Business machines play checkers

If you are new to machine learning, it’s worth skipping back to the late 1950s to gain an understanding of its origins. During this time, Arthur Samuel – a computer scientist working for IBM in the US – popularized the idea of machines that had ‘the ability to learn without being explicitly programmed to do so’. A good illustration of this was the checkers-playing computer devised by Samuel. At the heart of the machine, was a search tree algorithm capable of exploring possible states within the game and selecting the one with the greatest reward.

There are a whole host of different machine learning algorithms, each with its own strengths and weaknesses, that have been deployed to make sense of available data. Examples include clustering tools such as K-nearest neighbours and ensemble methods, which include random forests. The latter – a collection of decision trees – can be used for regression tasks, forecasting future events based on past data.

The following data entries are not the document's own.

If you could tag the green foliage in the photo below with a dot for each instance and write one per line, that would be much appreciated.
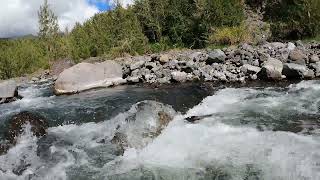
(18, 57)
(230, 35)
(114, 33)
(186, 23)
(48, 22)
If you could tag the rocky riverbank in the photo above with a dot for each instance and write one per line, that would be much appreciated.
(271, 61)
(235, 64)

Typically, machine learning algorithms learn from a portion of the data (the so-called ‘training set’) and then apply those settings to generalize previously unseen information. And while getting a close match between predicted and actual values during training could be something to celebrate, there is a risk that the algorithm has ‘overfitted’ the data. In this case, when shown new data, the machine learning model may struggle to accurately describe the behaviour, relying too heavily on patterns seen in the training set.

These classical machine learning approaches form part of a data scientist’s toolkit. However, analytical roles don’t necessarily have to feature any machine learning whatsoever – one of the distinctions between machine learning versus data science. For example, data scientists may spend their days – at publications such as The Economist, The Guardian, The World Bank, or other information-heavy organizations – preparing data visualizations.

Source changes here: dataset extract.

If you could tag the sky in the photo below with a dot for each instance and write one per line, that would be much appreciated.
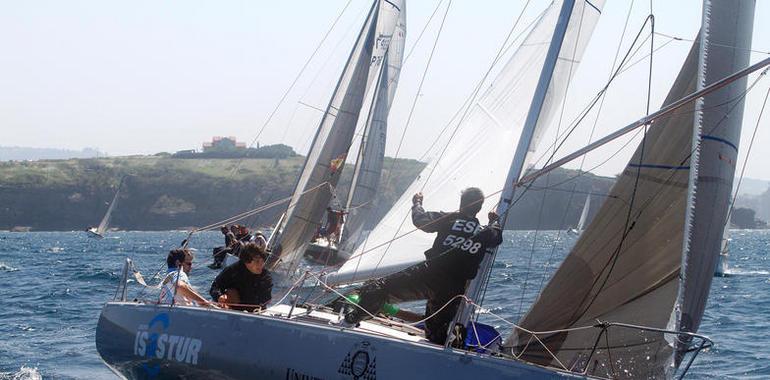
(143, 77)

Tools such as R (a statistical computing project) and data science and machine learning libraries available for Python have made it possible to summarize vast data sets graphically. Excel’s maximum worksheet size is 1,048,576 rows by 16,384 columns. But, thanks to efficient array management and information-holding structures known as Data Frames, data scientists running R or using Python libraries can easily navigate millions more data points compared with using a spreadsheet.

Cleaning in progress

A common task for data scientists, when faced with a new data set, is to carry out data cleaning. Large data sets can have missing or mislabelled data, which needs to be corrected – either to make the visualization accurate or improve the performance of machine learning algorithms fed with the data. Another valuable skill that shows some of the common ground when picturing machine learning versus data science is so-called feature engineering.

This activity also brings human creativity into play – identifying ways of enriching existing data so that machine learning algorithms will be better able to cluster around key features. An illustrative example can be found in ship boarding data from the Titanic, which features in a popular kaggle competition (predicting survival on the Titanic) – one of many contests on the site that help learners get to grips and explore the power of machine learning.

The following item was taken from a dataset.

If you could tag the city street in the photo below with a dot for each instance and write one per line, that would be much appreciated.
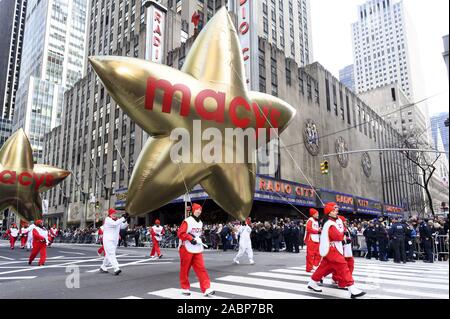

In this example, the accuracy of the machine learning algorithm can be improved by feature engineering the cabin numbers to show on which side of the ship they are located. On its maiden voyage in 1912, the Titanic struck an iceberg on its starboard (right) side while travelling in the North Atlantic Ocean.

Smart-thinking data scientists are in demand for their skills across a wide range of applications. Areas include helping companies boost profits by making sense of marketing data and customer analytics. When talking about machine learning versus data science, having humans in the loop can be a big value-add. Machine learning can be deployed to automate tasks – for example, using object recognition or other classifiers. But many decisions require human experience and insight. Computers are great at digesting billions of data points, but they lack creativity. However, pair the two and you have a powerful combination – something that can be seen in the use of AI to fight financial crime.

There’s much more to be said on the topic of machine learning versus data science. But, in a nutshell, the former tends to refer to the use of a set of statistical algorithms to extract features from data and make predictions. Whereas data science is the broad skill set required to make the most out of machine learning, bringing human curiosity and creativity to bear.